24 числа переговоры возобновились. “И я,– рассказывает Грибоедов,– в течение целого дня должен был выдерживать диалектику XIII столетия”. Возвращались к предложениям, о которых накануне уже условились. Главное разногласие вытекало из того, что персияне требовали перемирия на целые десять месяцев. Напрасно Грибоедов старался разъяснить им, что перемирие, заключенное на столь продолжительный срок, есть тот же мир, что русский главнокомандующий, оставленный среди своего победного шествия внутрь персидской монархии, потеряет время и все плоды, приобретенные оружием. Мирза-Мамед сам хорошо понимал всю несообразность этих требований и наконец, откровенно сказал, что они необходимы для удаления из Хоя шаха и его двора, от которых обнищала вся провинция. Грибоедов дал ему почувствовать, что подобные соображения имеют смысл только для них, но что русским, когда они одержали уже серьезные успехи, необходимо позаботиться о своих собственных выгодах.

“Мы не имеем надобности в прекращении военных действий,– говорил Грибоедов.– Мысль об этом принадлежит шах-заде. Я представил ему условия, на которых оно с нашей стороны может быть допущено. Вольны принять их или нет, но мой усердный совет, чтобы успокоить край и особу шаха в его преклонных летах, да наконец для собственной безопасности и Аббаса-Мирзы,– принять просто мир, который даруется им на известных условиях”. Говорили очень долго. Наконец Грибоедов подействовал на персиян той мыслью, что если Россия завладеет Азербайджаном, то обеспечит независимость этой обширной области со стороны Персии и на десять фарсахов не позволит никому селиться около ее границы. “Охранять же эти границы,– говорил он,– будут двадцать тысяч милиции, образованной из народа, известного духом неудовольствия против нынешнего правительства.
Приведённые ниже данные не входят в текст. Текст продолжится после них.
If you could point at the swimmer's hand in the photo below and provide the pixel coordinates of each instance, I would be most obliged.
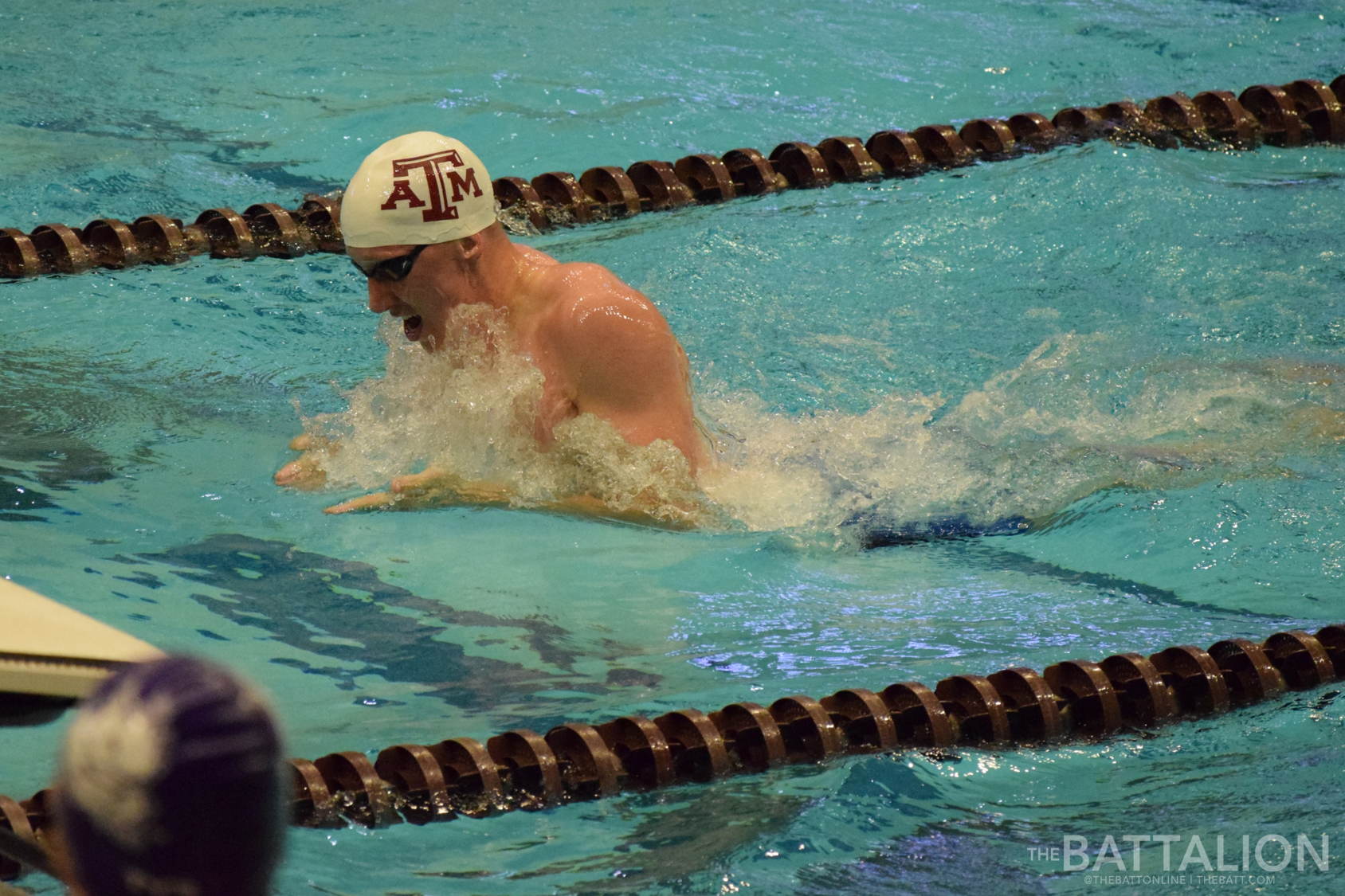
(433, 487)
(304, 474)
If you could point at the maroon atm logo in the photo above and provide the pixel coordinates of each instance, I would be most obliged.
(440, 177)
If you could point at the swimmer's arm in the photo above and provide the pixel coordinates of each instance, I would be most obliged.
(440, 489)
(627, 366)
(306, 474)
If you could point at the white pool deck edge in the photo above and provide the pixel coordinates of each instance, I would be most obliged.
(51, 650)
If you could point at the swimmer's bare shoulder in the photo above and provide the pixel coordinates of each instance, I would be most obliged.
(619, 355)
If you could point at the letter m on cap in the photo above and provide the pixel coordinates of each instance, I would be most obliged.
(440, 207)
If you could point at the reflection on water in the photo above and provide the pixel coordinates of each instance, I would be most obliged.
(1079, 415)
(340, 608)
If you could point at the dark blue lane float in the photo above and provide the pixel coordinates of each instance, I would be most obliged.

Нам стоит только поддержать этот дух, и мы навсегда прекратим политические сношения с Персией, как с государством, не соблюдающим трактатов; мы так же будем мало знать ее, как знаем теперь афганцев и прочие отдаленные народы глубокой Азии. Этот план у нас очень известен и полагается весьма реальным, но к исполнению его приступят только в самой крайности, когда персияне, упорствуя, продлят войну, ими самими начатую. Скажите от меня шах-заде, что лучше принять условия, покуда их делают”.